Franks left her palatial home in Maida Vale, and with it the nannies, chefs, the chauffeurs and the crazy lifestyle which she had been living ever since she left school. As a 16-year-old it was all about fashion, dancing and partying. After completing a Pitmans shorthand course, Franks flitted from job to job, acquiring valuable experience in the worlds of PR and journalism, but she usually ended up leaving or being sacked when her various jobs began to interfere with her social life in London's clubs and music venues. Her epiphany came when, aged 21, she was offered the opportunity to look after PR for fashion designer Katherine Hamnett. At around the same time she met businessman Stephen Rubin [who later founded the Pentland Group]. "I really didn't know what I was doing but he and Katherine gave me the confidence to go on and work for myself, so I gave it a go."

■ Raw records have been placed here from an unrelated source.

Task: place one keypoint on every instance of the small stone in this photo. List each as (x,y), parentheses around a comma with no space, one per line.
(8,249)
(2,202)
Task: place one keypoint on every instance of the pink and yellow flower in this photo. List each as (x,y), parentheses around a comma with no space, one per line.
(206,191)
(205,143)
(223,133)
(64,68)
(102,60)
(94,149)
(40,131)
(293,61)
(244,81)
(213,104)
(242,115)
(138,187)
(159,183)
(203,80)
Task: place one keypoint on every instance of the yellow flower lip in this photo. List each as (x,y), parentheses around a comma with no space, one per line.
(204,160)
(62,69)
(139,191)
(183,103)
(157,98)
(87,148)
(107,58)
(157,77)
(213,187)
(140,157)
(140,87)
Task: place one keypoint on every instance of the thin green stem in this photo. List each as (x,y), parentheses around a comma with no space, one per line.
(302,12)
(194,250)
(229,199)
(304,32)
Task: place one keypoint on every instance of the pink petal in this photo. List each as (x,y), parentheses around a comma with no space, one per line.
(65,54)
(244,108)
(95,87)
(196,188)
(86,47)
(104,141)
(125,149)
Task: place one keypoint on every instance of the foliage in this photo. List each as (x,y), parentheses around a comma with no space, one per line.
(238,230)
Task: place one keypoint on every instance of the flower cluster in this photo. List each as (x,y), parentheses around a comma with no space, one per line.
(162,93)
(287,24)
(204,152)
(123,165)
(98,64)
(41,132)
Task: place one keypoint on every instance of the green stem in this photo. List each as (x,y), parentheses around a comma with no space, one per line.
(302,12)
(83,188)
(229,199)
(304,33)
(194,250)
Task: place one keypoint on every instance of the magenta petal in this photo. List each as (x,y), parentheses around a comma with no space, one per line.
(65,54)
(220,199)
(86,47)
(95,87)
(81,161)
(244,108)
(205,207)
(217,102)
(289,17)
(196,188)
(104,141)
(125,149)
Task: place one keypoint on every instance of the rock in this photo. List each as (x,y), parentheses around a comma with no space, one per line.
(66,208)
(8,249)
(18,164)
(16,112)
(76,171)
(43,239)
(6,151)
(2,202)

She started working from the kitchen of the Notting Hill flat she shared with her boyfriend, later husband, Paul Howie. She quickly picked up four accounts, paying her £20 a month each, but for some time after she held on to her Saturday job at a Regent Street furrier.
It soon became clear that Franks had a unique talent. She puts it down to her enthusiasm. "I was your typical customer. I was really plugged in and I got excited by what we were doing. I'm very good at creating imaginative solutions to interesting problems - it's just the way my mind works."

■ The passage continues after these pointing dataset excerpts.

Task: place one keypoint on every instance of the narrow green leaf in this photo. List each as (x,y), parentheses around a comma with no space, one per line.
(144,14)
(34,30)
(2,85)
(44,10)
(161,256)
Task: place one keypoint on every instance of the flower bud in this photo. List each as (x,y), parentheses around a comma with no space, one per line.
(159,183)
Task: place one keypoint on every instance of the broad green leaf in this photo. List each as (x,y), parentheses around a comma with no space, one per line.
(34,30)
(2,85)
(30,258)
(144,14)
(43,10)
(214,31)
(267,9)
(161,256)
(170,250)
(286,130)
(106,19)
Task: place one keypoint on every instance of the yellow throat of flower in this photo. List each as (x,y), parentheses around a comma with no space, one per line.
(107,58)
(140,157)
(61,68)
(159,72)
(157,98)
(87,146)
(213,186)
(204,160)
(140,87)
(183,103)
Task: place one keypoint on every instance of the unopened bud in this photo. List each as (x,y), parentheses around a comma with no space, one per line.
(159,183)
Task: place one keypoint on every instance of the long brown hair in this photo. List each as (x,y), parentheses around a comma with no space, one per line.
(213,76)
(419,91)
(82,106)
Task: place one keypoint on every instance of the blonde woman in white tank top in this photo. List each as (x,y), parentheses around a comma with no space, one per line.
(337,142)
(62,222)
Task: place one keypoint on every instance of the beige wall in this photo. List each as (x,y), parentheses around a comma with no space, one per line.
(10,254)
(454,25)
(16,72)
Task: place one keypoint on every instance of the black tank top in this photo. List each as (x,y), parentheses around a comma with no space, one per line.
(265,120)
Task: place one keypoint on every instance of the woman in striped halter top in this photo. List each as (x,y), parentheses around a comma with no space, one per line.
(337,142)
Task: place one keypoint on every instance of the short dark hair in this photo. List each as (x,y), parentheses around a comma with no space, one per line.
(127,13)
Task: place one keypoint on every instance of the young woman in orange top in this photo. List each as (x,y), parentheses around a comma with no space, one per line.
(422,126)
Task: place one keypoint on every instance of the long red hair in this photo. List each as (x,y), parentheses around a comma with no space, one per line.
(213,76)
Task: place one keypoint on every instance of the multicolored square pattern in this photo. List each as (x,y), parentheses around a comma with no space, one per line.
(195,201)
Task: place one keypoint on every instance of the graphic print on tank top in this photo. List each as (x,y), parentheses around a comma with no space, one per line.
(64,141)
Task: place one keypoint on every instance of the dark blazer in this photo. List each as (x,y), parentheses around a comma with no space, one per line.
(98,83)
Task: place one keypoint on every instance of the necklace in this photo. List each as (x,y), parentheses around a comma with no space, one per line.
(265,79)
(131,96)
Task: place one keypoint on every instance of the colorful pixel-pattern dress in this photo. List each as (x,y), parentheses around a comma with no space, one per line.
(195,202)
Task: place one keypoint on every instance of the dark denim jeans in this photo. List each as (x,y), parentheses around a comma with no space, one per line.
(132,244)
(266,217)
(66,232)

Within a few years the agency had expanded and taken on top clients including Raleigh bikes and, crucially, Gloria Vanderbilt jeans, which for the first time gave Franks the opportunity to work with a big budget. She did not look back. Soon, she was boss of one of London's foremost agencies. "There had never been as creative, edgy an agency as we were."
At the height of Lynne Franks PR she began to examine her spirituality. Although brought up as a Liberal Jew, the religion "never really resonated" for her.
"My sister married a nice Jewish boy and ended up doing the Jewish thing. I married a non-Jew, and went on a spiritual journey. I started practising Buddhism through a number of friends in America. I had a lot of stress running a business and bringing up two kids. My friends said that chanting would sort me out. It definitely helped but I don't consider myself Buddhist anymore. I think it's all about integrating everything. I still meditate with a Hindu-based women's spiritual organisation and I also love the Jewish ritual and ceremony. My son, [comedian Josh Howie] follows a very Jewish path - he's a strong member of Westminster Synagogue and I sometimes go with him and his family."
Franks's work too has evolved since she left her company in the early '90s. Gradually, she found her calling was in encouraging and promoting women in business. In 2000, she wrote The Seed Handbook, in which she described a feminine way to create businesses. Since then, with the backing of the Regus Group, she has created B.Hive, specifically for women with small businesses.
She says: "I could see there was this need for a more feminine space where women who worked from home could come to and have their meetings and network." There are three branches so far - in Covent Garden, Manchester and Bristol, with more to come. She is also a consultant for several multinationals on the role of women within their organisations.
However, as always, Franks refuses to be tied down to a single project. She is making a foray into the world of journalism with a series of interviews for the JC featuring a selection of prominent women.
"I think there are some amazing Jewish women out there. My work is in the empowerment of women and I don't know whether there's a lot of awareness in the Jewish community of just how extraordinary these women are."